Fortunately, 99.9% of the Internet will remain freely accessible while some of these larger name companies drive their readership into the ground via pay-for-play tactics. I see no reason for anyone to be concerned about this.
posted by Danelope at 10:53 AM on March 20, 2002

I could almost (only almost) understand this charge, if they were actually offering both a live broadband stream and on-demand broadband streams of recent programs. But as I understand it, they're only going to be offering things like 2-minute news burps updated once an hour or so, and stuff like that, at mediocre bit rates. That's just insane.

ZachsMind is absolutely right. I already know of a pirated live Fox News Channel 1Mbps feed that popped up after they pulled their lousy 56k video stream. (No, I'm not telling. I'll trade, though, for a live stream of another news network, American or UK.)
posted by aaron at 10:56 AM on March 20, 2002

well, that's twice today i've seen p.t. barnum quoted for something he never said.
posted by zoopraxiscope at 11:11 AM on March 20, 2002

Why in the world would anyone *pay* to see a herky-jerky, postage-stamp sized CNN

Agreed. Personally I hate when I accidently click what turns out to be a video link on a news site. Invariably it results in a slow loading, ineffective piece of video rehash of stale news with NO advantage taken of the VIDEO format to convey additional information!
posted by HTuttle at 11:14 AM on March 20, 2002

What Barnum actually said:

"I said that the people like to be humbugged when, as in my case, there is no humbuggery except that which consists in throwing up sky-rockets and issuing flaming bills and advertisements to attract public attention to shows which all acknowledge are always clean, moral, instructive, elevating, and give back to their patrons in every case several times their money's worth."

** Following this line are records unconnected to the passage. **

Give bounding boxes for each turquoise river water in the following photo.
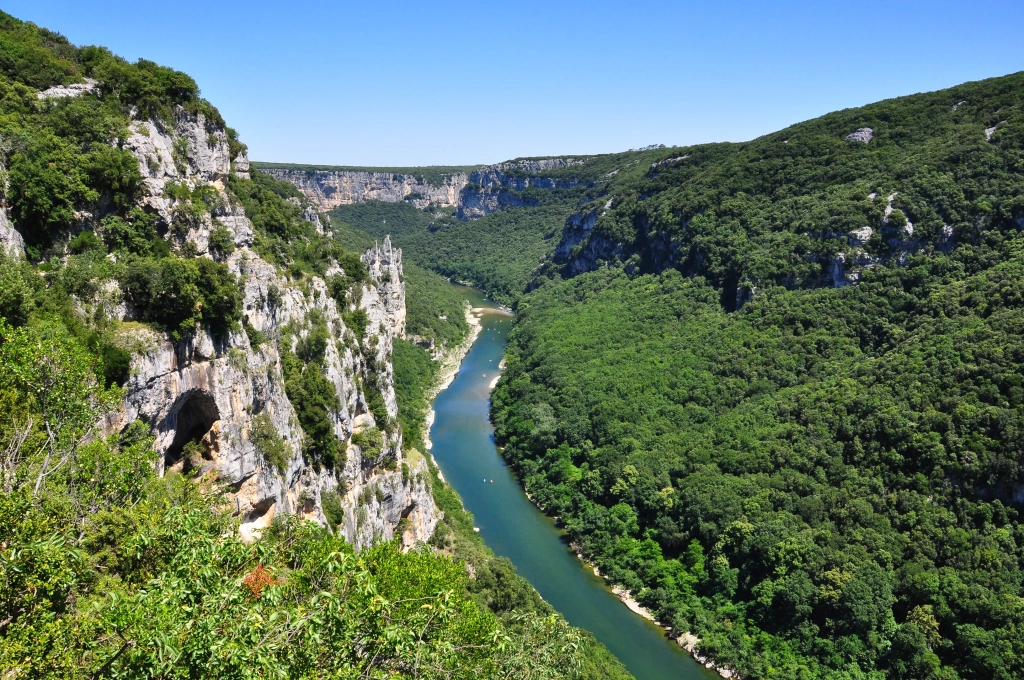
[430,287,719,680]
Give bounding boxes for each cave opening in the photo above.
[164,390,220,469]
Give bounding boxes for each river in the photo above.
[430,287,719,680]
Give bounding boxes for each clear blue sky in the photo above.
[3,0,1024,165]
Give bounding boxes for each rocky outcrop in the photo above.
[36,78,99,99]
[0,208,25,260]
[105,112,439,548]
[262,158,587,220]
[844,128,874,144]
[362,236,406,338]
[263,168,469,212]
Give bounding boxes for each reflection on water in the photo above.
[430,287,719,680]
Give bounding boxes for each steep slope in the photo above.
[493,74,1024,679]
[0,12,622,678]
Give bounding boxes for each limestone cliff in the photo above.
[103,110,439,548]
[261,158,586,219]
[263,168,469,211]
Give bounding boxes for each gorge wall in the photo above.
[86,110,439,548]
[257,158,584,219]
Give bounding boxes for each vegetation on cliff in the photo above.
[331,201,575,303]
[0,13,585,678]
[493,75,1024,679]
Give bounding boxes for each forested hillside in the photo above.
[0,13,598,678]
[331,193,582,303]
[493,74,1024,680]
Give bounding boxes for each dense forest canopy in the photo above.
[483,74,1024,679]
[0,12,606,680]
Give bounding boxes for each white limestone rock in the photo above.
[103,111,440,549]
[0,208,25,260]
[36,78,99,99]
[844,128,874,144]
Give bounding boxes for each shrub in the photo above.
[121,257,242,340]
[249,414,291,476]
[210,226,234,258]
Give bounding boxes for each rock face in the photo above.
[105,112,440,548]
[260,158,586,220]
[845,128,874,144]
[362,236,406,338]
[263,168,469,212]
[36,78,98,99]
[0,208,25,260]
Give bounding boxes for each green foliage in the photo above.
[0,484,580,678]
[477,74,1024,678]
[321,493,345,527]
[402,262,469,347]
[249,414,292,476]
[0,253,35,327]
[253,162,479,186]
[102,207,163,257]
[228,168,346,278]
[326,252,370,307]
[391,339,437,450]
[281,352,346,469]
[352,427,384,459]
[331,201,575,302]
[9,136,96,238]
[121,257,242,339]
[493,246,1024,677]
[210,226,234,259]
[0,12,81,89]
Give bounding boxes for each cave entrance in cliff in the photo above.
[164,390,220,469]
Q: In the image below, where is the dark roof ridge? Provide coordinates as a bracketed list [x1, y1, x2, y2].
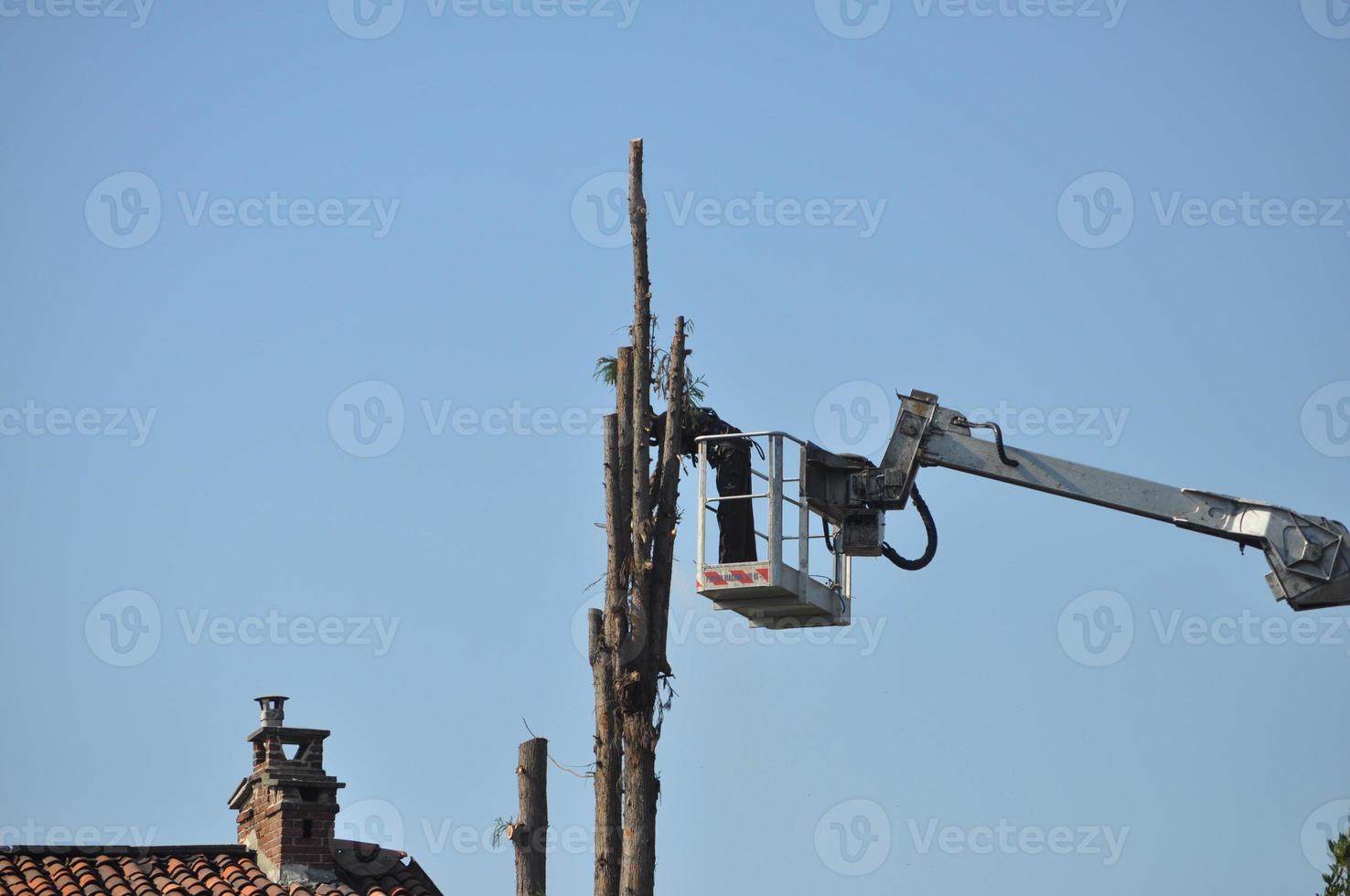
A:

Which somehow no longer seems quite applicable, since you certainly won't be getting your money's worth with CNN.
posted by UnReality at 11:45 AM on March 20, 2002

The end of free began on March 9.
posted by rcade at 12:02 PM on March 20, 2002

A lot of important video (news or TV) seems to find itself ripped off the TV and made accessible via file-trading tools. Now, if companies could produce exciting, innovative content - maybe I'd pay. But CNN, sheesh, it's not as if those guys do anything groundbreaking is it?
posted by skinsuit at 3:46 PM on March 20, 2002

What's particularly funny about this is that's video has always been among the worst quality of any major website. I can't watch Cnet's videos at full screen on a high-speed connection and it's at least as good as TV.

The results of CNN's much touted partnership with Akamai are nowhere to be found.
posted by stevengarrity at 5:13 PM on March 20, 2002

As long as there are people committed to making free web content, there will be a free web. It might be a little harder to find, but that's the very purpose of sites like metafilter: to point out and discuss interesting or useful web content. In my experience, the commercial web has neither been sleeker nor faster, and hasn't always tended to produce the most interesting content either.

The whole idea of the "end of free" site always makes me chuckle. Are they planning to still be paying to host that sucker when I'm 80, or will they have gone over to a subscription model?